We purchased an alternator, then set out to install it. Predictably, we failed. But not because we didn't possess the skills to accomplish the job; in fact, everything almost went smoothly. We failed because the replacement part didn't quite fit into the rigid casing in the engine body, and we lacked the proper tools to get the job done.
In business, the same tenet holds true. Great leaders may understand exactly how to lead their companies successfully, but if they don't have the right tools in place to help them accomplish their goals, they're doomed to fail.

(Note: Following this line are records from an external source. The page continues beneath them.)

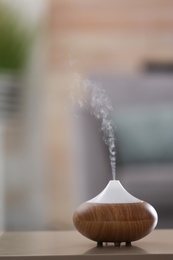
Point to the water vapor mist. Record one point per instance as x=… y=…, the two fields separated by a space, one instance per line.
x=91 y=96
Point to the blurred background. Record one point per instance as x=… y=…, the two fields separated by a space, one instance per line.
x=52 y=156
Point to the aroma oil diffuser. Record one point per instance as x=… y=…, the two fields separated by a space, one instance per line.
x=115 y=216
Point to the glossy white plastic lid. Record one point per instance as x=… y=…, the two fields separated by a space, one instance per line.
x=114 y=193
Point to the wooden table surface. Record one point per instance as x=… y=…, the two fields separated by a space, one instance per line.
x=72 y=245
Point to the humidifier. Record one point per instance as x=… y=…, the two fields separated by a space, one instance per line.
x=115 y=216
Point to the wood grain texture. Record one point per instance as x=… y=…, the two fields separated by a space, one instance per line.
x=115 y=222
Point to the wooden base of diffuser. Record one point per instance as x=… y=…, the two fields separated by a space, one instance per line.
x=109 y=222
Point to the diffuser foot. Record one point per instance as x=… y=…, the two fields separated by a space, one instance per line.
x=117 y=244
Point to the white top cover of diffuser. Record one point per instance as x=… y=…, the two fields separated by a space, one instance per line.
x=114 y=193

Sometimes the missing tool is people. If your company doesn't have the right people in the right jobs, your personnel resources are misplaced. Other times, the tool that's lacking is technology. If your sales department can't electronically talk to the accounting department or warehouse, it's difficult, if not impossible, to determine whether you have a specific product available or if your customers are up-to-date in their billings.
You can have all the smart ideas in the world and be the best paper technician ever, but it is only how you're able to put those ideas into practice that truly matters when the green light is on.
In my case, Bob called a friend who owned a repair shop and agreed to install the part at a low cost. His friend had the tools to make the part fit and succeeded with little effort. If you have the right tools in place, you can too.